GENERAL: Principle of Operation (See Figure 5-1)

The electrostatic electrode "looks" at the surface under measurement through a
small hole at the base of the probe assembly. The chopped A.C. signal induced
on this electrode is proportional to the differential voltage between the surface
under measurement and the probe assembly. Its phase is dictated by the D.C.
polarity.

The reference voltage and this mechanically modulated signal, conditioned by
the high input impedance preamplifier and signal amplifier are fed to a phase
sensitive detector whose output D.C. amplitude and polarity are dictated by the
amplitude and phase of the electrostatically induced signal relative to the
reference signal. The output of the phase sensitive detector feeds a D.C.
integrating amplifier. Its output polarity is inverted to that of the unknown. The
output of this amplifier is used to drive a H.V. amplifier (AV = -300) which in turn
drives the probe to the same potential as that of the surface under
measurement.

The probe is driven to a D.C. voltage typically within 0.1 % of the potential of the
unknown for a .040" probe-to-surface spacing.

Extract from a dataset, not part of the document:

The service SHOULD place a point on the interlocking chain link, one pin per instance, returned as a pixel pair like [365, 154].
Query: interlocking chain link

By simply metering the output of
the H.V. amplifier, one has an accurate indication of the unknown potential.

B. NULL BALANCE:

This instrument's basic operating principle, i.e., "field-nulling" provides a high
degree of immunity to errors in measurement caused by variations in probe-to-
surface separation,. (As long as the probe and the surface under measurement
are at the same potential the electrical field between them is zero, neglecting
fringing, regardless of the probe-to-surface distance.)

If, however there exist voltage sources in the vicinity of the sensitive electrode
which are independent of the unknown to be measured, the offsets produced will
detrimentally affect the spacing independence. Such voltage sources include
contact potential differences among the internal probes parts, small specks of
charged dust particles, etc.

The null balance circuitry is provided to neutralize such offsets by applying a
voltage directly to the sensitive electrode.

C. ZERO:

The instrument's zero control is a voltage source connected in the metering
circuitry. It is used to overcome offsets produced by voltage sources external to
the probe.

D. GAIN:

The instrument functions as a closed loop unity gain voltage follower. Its open
loop gain from probe to integrator is determined by the gain of various amplifiers.
The exact gain required for optimum transient responses during a specific
measurement is determined by the probe-to-surface spacing used. In order to
accommodate measurements at various probe-to-surface spacings, a front panel
gain control is provided which controls the gain of the signal amplifier.